抛物线的经过一点的法线个数

hbghlyj

Parabola Evolute
P为平面上一点, 证明抛物线$x=y^2$的经过一点P的法线个数是1,2或3, 分别当P在渐屈线左,上或右.

在Asymptote取等距的参数time为{0,10,20,30,40,50,60,70,80,90,100}作法线, 看上去有一些三线共点? 是精确的吗

hbghlyj

The equation of the normal at $(t^2,t)$ is
$$y-t = -2t(x-t^2)$$
Suppose $P(x_0,y_0)$ is on the normal
\begin{equation}\label1y_0-t = -2t(x_0-t^2)\end{equation}
This is a cubic equation in $t$. Computing discriminant:
$$\frac\Delta8=(2 x_0 - 1)^3 - \frac{27}2 y_0^2$$So $\Delta=0$ is the equation of the evolute.
If $\Delta>0$, \eqref{1} has 3 distinct real roots, P is on the left of the evolute;
If $\Delta=0$, \eqref{1} has 3 real roots and 2 of them are equal, P is on the evolute (the repeated root corresponds to the normal at P, the other root corresponds to the normal at another point);
If $\Delta<0$, \eqref{1} has 1 real root, P is on the right of the evolute.

青青子衿

hbghlyj 发表于 2023-2-24 20:33
The equation of the normal at $(t^2,t)$ is
$$y-t = -2t(x-t^2)$$
Suppose $P(x_0,y_0)$ is on the normal
\begin{align*}
y_0-t = -2t(x_0-t^2)
\end{align*}
This is a cubic equation in $t$. Computing discriminant:

确实和点到抛物线极小距离满足的三次方程有关
geogebra.org/m/JA9vHxWT

青青子衿

空间点到抛物面$z=Ax^2+By^2$的情况呢？

hbghlyj

hbghlyj 发表于 2023-2-23 18:59
在Asymptote取等距的参数time为{0,10,20,30,40,50,60,70,80,90,100}作法线, 看上去有一些三线共点?

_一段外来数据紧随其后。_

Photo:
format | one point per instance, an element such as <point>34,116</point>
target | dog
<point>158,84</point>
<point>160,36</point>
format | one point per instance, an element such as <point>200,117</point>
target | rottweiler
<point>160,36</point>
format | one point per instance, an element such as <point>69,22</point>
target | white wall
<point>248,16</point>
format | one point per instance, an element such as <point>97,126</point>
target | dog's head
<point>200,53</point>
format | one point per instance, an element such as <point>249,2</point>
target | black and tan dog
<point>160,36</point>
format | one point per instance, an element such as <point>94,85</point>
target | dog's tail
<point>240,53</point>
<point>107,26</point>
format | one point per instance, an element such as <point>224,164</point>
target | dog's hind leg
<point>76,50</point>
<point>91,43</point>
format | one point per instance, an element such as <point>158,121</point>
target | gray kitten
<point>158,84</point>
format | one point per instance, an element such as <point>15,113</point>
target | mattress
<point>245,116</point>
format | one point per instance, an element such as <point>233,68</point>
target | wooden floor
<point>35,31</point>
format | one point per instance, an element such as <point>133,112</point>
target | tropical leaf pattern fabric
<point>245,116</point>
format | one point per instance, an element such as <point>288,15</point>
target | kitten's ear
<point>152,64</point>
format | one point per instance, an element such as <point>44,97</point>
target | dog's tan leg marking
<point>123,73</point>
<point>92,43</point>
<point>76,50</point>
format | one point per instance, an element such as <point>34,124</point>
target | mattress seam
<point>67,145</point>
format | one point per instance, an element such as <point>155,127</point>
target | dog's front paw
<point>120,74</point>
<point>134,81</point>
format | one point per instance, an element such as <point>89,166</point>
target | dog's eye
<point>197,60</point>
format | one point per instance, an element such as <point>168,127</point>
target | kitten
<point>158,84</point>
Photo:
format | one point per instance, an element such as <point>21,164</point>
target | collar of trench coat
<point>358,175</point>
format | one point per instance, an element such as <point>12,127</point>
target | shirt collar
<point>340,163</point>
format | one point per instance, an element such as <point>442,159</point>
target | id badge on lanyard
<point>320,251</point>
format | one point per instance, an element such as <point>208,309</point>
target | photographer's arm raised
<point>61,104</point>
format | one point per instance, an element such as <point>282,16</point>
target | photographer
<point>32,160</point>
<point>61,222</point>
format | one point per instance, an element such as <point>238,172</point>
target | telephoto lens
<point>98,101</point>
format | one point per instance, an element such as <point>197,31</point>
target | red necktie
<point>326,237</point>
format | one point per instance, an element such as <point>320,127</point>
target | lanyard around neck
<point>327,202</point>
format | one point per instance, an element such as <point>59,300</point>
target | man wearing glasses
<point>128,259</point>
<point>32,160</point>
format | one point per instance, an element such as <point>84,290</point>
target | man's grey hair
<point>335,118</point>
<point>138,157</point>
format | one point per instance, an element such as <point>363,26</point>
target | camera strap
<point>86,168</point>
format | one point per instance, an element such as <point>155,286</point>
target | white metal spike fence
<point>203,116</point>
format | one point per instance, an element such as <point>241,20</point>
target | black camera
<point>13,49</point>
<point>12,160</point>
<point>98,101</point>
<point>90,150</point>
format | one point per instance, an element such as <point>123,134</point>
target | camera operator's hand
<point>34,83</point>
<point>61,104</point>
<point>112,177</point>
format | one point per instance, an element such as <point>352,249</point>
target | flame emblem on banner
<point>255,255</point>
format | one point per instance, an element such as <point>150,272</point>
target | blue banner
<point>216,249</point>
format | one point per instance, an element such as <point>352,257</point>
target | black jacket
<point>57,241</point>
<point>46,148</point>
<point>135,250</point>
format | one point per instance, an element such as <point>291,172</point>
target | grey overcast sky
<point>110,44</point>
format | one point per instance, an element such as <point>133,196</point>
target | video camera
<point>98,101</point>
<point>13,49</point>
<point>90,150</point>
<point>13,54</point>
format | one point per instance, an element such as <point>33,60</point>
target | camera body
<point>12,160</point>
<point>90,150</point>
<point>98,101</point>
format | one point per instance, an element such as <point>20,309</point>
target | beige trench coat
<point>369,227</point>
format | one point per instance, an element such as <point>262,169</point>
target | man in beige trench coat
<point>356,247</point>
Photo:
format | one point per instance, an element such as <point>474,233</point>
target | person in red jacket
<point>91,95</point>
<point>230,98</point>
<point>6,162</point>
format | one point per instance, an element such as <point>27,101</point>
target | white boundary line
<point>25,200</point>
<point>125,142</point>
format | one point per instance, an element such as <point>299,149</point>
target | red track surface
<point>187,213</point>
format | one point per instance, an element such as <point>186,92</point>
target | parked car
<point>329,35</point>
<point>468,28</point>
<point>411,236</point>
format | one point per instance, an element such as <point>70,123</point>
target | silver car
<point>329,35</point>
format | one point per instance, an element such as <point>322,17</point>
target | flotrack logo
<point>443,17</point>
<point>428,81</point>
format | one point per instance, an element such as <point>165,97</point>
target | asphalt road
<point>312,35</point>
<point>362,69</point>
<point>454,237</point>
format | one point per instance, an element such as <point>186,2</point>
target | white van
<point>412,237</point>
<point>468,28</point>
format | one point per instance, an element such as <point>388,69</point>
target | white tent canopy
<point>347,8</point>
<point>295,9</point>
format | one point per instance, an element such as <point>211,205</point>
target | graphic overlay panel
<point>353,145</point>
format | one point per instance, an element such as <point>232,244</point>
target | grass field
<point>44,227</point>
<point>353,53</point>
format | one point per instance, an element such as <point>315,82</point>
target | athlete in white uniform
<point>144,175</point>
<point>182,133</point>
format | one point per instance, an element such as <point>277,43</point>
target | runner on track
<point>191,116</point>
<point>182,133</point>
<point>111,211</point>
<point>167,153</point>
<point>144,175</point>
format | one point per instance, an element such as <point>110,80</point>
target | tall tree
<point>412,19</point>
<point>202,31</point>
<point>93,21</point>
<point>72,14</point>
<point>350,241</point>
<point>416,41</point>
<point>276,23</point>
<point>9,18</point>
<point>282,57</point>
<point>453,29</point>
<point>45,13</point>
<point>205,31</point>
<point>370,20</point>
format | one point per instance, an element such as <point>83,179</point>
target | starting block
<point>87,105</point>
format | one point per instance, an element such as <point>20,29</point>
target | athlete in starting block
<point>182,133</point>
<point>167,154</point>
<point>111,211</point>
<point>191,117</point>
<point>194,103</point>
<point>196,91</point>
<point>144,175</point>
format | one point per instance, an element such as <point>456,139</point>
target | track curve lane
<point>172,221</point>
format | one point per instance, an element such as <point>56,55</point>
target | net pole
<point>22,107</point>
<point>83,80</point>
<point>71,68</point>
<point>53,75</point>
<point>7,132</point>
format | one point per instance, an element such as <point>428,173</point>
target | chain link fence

是精确的：因为\eqref{1}的二次项系数$=0$，所以当$t_1+t_2+t_3=0$，在$(t_i^2,t_i)$处的三条法线就会共点。

也可直接代入法线方程$y-t_i = -2t_i(x-t_i^2)$，即$2t_ix+y-2t_i^3-t_i = 0$
$$\begin{vmatrix}2t_1&1&-2t_1^3-t_1\\2t_2&1&-2t_2^3-t_2\\2t_3&1&-2t_3^3-t_3\end{vmatrix}=4 (t_1 - t_2)  (t_2 - t_3) (t_3 - t_1)(t_1 + t_2 + t_3)$$当$t_1+t_2+t_3=0$，在$(t_i^2,t_i)$处的三条法线就会共点。